Holm oak - encina (Sp) alzina (Cat) Quercus Ilex (Lat)

The holm oak is an essential, almost defining, element of the Spanish Mediterranean landscape. It has been said that the tree was until recently as important to the Spanish peasant as the seal was to Eskimos. Hyperbole apart, the encina was certainly a cornerstone of traditional culture. Antonio Machado, the 20th-century Spanish poet put the importance of the tree in these terms (my clumsy translation):

"El campo mismo se hizo árbol en tí, parda encina"
"The land (1). became a tree in you, brown oak (2). "

R. Moro in his excellent "Guía de los árboles de España" (1995) proposed the holm oak as the national tree of Spain , in the way that the maple is to Canada . He gives a number of reasons. (I paraphrase)
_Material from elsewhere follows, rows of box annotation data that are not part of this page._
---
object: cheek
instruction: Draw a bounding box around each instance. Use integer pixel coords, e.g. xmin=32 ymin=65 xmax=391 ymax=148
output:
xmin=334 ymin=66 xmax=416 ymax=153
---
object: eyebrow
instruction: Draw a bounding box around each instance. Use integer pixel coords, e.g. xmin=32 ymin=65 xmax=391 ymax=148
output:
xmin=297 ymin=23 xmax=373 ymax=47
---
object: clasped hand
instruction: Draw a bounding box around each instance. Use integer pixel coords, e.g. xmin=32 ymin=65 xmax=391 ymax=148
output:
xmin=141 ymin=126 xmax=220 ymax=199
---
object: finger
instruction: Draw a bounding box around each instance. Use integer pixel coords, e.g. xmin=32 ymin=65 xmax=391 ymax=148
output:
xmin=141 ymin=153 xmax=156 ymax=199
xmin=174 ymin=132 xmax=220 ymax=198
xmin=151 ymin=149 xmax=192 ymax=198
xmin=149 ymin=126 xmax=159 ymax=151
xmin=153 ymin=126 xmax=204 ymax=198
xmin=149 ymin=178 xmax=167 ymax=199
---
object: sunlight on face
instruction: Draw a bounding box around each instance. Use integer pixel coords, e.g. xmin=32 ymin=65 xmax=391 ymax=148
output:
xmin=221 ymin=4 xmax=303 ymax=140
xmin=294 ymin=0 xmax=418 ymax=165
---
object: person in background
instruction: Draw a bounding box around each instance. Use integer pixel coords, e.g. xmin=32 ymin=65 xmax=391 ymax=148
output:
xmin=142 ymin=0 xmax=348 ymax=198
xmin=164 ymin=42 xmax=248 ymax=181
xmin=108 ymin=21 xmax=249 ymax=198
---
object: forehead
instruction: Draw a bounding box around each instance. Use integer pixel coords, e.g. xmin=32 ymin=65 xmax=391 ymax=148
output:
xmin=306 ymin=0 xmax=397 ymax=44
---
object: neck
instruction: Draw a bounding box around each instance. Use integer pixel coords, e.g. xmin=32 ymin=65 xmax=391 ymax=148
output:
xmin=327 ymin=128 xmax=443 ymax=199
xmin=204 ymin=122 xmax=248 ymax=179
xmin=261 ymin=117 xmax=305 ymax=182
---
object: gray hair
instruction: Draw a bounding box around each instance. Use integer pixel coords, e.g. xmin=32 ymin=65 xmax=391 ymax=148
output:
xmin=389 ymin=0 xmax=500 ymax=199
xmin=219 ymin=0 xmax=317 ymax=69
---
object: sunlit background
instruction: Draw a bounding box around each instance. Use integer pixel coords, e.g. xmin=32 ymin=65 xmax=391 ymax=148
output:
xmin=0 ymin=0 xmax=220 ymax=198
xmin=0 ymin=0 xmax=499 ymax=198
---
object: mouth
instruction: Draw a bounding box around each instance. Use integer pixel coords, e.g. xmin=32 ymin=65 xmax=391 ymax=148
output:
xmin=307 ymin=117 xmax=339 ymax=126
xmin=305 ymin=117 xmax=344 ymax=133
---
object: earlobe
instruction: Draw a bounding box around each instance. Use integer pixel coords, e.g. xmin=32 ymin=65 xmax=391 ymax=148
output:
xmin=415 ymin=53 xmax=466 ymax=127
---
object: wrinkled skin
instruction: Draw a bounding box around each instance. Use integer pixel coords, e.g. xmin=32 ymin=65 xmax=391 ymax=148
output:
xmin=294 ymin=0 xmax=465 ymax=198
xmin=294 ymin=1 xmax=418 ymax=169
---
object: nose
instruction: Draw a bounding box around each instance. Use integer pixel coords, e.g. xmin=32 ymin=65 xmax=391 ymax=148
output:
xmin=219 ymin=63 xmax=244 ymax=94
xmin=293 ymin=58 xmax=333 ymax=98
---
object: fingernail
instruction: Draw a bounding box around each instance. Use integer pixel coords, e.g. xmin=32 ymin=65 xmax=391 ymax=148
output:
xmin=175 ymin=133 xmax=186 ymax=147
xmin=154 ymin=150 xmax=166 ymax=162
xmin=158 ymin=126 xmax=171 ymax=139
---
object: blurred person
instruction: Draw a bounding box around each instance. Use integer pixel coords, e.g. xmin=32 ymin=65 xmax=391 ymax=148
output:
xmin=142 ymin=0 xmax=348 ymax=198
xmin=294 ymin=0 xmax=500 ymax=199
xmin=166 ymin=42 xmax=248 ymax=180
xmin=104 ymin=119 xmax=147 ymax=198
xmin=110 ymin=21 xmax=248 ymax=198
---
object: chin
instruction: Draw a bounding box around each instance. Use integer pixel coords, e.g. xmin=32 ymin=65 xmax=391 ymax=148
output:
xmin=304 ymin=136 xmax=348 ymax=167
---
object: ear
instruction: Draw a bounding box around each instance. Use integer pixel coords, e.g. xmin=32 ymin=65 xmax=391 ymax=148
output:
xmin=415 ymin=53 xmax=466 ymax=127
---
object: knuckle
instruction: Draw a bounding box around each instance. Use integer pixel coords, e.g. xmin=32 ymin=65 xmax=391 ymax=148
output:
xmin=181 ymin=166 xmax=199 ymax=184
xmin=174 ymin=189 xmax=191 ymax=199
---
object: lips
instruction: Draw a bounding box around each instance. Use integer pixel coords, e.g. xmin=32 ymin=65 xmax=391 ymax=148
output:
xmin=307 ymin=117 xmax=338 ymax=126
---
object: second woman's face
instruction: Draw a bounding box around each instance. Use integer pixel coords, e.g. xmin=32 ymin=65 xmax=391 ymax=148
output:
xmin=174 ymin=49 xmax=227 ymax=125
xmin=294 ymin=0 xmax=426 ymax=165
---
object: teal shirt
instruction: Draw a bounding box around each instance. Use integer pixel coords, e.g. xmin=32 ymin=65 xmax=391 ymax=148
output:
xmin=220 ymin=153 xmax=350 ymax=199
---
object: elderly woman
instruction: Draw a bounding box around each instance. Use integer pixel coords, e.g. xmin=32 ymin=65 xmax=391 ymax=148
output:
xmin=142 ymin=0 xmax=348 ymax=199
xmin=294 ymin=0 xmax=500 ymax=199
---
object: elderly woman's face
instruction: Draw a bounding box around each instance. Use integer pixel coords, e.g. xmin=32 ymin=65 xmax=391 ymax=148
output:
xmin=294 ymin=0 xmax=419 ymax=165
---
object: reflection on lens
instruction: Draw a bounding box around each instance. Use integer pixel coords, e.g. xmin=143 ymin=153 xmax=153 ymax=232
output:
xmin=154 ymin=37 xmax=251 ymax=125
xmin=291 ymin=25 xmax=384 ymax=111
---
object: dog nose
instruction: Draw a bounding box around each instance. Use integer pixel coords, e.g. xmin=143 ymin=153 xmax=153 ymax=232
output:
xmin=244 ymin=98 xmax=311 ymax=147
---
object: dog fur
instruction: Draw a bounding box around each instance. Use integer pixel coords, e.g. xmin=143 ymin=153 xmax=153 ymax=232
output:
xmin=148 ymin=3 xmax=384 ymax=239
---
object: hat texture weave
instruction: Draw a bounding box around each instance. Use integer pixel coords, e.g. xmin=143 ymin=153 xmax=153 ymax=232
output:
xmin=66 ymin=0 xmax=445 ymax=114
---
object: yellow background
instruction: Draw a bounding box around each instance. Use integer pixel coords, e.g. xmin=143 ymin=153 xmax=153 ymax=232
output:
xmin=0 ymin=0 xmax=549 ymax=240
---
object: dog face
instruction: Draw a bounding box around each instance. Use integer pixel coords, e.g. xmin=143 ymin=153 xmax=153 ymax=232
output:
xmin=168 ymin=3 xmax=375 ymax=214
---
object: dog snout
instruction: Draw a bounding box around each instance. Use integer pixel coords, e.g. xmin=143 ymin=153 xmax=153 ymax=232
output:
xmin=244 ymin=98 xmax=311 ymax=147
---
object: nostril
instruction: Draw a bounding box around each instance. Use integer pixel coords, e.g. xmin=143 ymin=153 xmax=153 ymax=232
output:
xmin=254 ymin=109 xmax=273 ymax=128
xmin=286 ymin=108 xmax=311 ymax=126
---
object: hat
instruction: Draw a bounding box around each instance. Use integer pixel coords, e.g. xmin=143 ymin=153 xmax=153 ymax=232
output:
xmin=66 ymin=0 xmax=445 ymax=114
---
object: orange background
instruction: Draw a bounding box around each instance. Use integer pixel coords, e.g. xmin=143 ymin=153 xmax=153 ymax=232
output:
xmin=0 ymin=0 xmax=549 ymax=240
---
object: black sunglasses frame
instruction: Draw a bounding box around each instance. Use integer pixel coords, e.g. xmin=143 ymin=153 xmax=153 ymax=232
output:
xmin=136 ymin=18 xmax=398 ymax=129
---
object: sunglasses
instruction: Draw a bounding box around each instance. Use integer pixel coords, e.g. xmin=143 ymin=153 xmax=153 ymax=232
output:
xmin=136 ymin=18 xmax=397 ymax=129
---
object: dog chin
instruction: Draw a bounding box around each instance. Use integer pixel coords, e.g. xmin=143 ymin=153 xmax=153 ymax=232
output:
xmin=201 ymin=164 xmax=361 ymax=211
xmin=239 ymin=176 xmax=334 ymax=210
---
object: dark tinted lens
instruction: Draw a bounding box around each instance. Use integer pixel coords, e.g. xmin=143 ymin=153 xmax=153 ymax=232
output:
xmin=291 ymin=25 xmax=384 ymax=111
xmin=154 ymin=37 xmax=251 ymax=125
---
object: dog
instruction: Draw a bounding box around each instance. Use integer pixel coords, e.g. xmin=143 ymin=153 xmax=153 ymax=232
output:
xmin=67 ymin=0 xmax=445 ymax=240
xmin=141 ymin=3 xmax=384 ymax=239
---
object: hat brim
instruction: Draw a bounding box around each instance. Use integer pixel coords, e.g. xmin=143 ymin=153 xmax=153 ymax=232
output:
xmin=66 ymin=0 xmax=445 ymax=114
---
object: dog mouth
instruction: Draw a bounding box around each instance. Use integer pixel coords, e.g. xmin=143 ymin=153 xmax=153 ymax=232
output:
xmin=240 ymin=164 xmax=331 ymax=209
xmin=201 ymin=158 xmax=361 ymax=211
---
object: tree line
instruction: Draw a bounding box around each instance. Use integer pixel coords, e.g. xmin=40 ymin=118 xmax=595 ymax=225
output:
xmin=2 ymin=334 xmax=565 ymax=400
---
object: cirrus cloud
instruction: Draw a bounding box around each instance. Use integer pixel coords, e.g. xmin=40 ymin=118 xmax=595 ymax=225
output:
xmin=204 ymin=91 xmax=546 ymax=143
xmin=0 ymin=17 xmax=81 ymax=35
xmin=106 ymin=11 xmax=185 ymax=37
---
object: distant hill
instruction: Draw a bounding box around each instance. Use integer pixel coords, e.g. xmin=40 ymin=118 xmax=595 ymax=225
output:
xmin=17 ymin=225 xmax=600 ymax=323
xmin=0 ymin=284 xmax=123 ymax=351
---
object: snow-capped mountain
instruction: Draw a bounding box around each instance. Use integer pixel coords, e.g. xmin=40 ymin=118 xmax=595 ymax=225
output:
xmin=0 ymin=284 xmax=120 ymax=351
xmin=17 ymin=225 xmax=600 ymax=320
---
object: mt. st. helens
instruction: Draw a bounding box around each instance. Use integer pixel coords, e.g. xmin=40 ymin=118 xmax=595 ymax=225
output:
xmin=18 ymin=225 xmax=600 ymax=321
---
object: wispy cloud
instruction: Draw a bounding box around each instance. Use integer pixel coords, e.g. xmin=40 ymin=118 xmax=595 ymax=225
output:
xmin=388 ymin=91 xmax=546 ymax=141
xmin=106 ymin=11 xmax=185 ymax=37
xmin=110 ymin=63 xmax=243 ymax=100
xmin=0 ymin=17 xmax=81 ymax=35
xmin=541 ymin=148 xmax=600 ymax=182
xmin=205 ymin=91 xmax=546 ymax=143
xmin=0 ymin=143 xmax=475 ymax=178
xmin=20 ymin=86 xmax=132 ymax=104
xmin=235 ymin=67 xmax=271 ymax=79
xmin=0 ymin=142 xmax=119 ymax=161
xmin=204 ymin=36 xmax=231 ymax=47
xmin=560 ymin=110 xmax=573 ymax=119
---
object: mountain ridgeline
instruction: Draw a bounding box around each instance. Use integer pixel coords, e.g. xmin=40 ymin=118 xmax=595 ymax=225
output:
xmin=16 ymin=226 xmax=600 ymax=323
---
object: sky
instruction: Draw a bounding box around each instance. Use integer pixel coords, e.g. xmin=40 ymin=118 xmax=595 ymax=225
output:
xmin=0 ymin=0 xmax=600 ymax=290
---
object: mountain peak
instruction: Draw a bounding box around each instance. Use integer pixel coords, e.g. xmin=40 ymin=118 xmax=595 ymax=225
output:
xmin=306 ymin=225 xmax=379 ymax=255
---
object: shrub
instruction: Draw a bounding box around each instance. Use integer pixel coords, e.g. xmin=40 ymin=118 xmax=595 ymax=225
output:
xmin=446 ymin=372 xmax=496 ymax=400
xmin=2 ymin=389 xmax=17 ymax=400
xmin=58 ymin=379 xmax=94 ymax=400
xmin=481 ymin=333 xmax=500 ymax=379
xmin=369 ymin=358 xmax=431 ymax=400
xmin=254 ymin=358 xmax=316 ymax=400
  1. Spain has exceptional examples of 700 years or more, growing to gigantic sizes well above average.
  2. Because the encina is found in almost every province, and covers 25% of the forested surface area of Spain .
  3. Because it is an excellent producer of wood for charcoal and for parquet. It also bears immense quantities of acorns to feed our flocks and herds of livestock in the autumn, which most years are dry.
  4. Because it is the fundamental element of the dehesa , the rational form of agriculture of Dry Spain, making use of its fruit and its foliage and branches, and also helping to improve the poor soils which are enriched through the dead leaves and detritus of the tree.
  5. Because the encina provides an excellent environ for small and big game.
  6. Because it survives forest fires well, and easily sprout from stumps.
  7. Because the encina adapts to most soils.
  8. Because the tree prefers a dry clime, which is the norm in Spain .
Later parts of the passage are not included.